Singapore: HSA detects potent medical ingredients in two dietary supplements sold on local e-commerce platforms

In short

On April 27, 2022, the Health Sciences Authority (HSA) announced that it had detected potent medical ingredients in two products marketed on local e-commerce and social media platforms. The HSA has since removed the affected listings and issued warnings to sellers of said products.

Key points to remember

  • Although there are currently no registration or licensing requirements for the importation, manufacture, or sale of dietary supplements, resellers must comply with HSA safety and quality standards. The addition of such medical ingredients is prohibited and there are strict limits for toxic heavy metals, microbes, vitamins and minerals.
  • Anyone found guilty of supplying adulterated products can be imprisoned for up to three years and/or fined up to SGD 100,000.
  • In its recently revised regulatory framework for health supplements, the HSA also provided more clarity on labeling standards and the scope of permitted claims for health supplements. Health supplements must contain the labeling information set out in the Guidelines for Labeling Standards for Traditional Medicines and Health Supplements (“Labeling guidelinesIn addition, the Guidelines for Claims and Substantiation of Claims for Traditional Medicines and Health Supplements establishes a list of general principles with which all claims must comply, including the requirement for claims of accurately state the nature, quality and properties of the health supplement, and a prohibition of any claim that a product has no side effects.We cover in more detail the updated framework of health supplements of the HSA here.

Background

On April 27, 2022, the Health Sciences Authority (HSA) announced that it had detected potent medical ingredients in two products marketed on local e-commerce and social media platforms. The HSA has since removed the affected listings and issued warnings to sellers of said products.

The first product was marketed as a sexual enhancement supplement and claimed to be “free of animal element, free of stimulants, free of side effects”. The product has been shown to contain up to more than 60 times the usual dose of tadalafil, a prescription-only drug that can pose serious risks for people with heart problems and cause serious unwanted side effects, such as heart attacks or palpitations, if used. inappropriately.

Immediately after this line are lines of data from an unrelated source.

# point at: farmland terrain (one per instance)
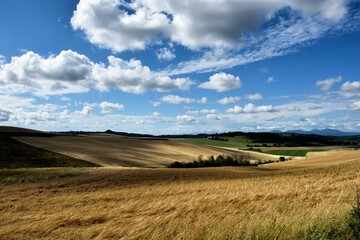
(304, 198)
(298, 199)
(122, 151)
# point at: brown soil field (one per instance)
(298, 199)
(126, 151)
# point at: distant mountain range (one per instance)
(322, 132)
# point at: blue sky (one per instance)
(180, 66)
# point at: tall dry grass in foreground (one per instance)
(223, 203)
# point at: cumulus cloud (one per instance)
(351, 89)
(251, 108)
(87, 110)
(256, 96)
(108, 107)
(68, 72)
(174, 99)
(130, 25)
(222, 82)
(2, 59)
(132, 76)
(185, 118)
(355, 106)
(202, 100)
(4, 115)
(271, 79)
(228, 100)
(213, 117)
(202, 111)
(165, 54)
(155, 104)
(325, 85)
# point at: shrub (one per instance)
(353, 220)
(238, 160)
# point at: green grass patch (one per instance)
(290, 152)
(229, 142)
(10, 176)
(15, 154)
(220, 161)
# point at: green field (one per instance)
(296, 153)
(232, 142)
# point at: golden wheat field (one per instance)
(298, 199)
(114, 150)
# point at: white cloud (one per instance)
(2, 59)
(87, 110)
(202, 111)
(271, 79)
(350, 89)
(174, 99)
(251, 108)
(256, 96)
(213, 117)
(355, 106)
(4, 115)
(222, 82)
(202, 100)
(325, 85)
(68, 72)
(264, 69)
(185, 118)
(108, 107)
(132, 76)
(165, 53)
(287, 36)
(155, 104)
(130, 25)
(228, 100)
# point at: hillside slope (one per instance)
(125, 151)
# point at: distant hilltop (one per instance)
(322, 132)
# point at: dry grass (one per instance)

The second product was marketed as a ‘new and improved’ version of a weight loss supplement that the HSA had previously reported in 2021. The product notably lacked key information required by labeling guidelines, such as appropriate instructions for use and manufacturing information. The product also contained misleading marketing claims. Like its predecessor, the HSA detected high levels of sibutramine in the product, a substance banned in Singapore since 2010 due to its role in increasing the risk of stroke and heart attack.

Sellers have been asked to immediately stop selling the affected products.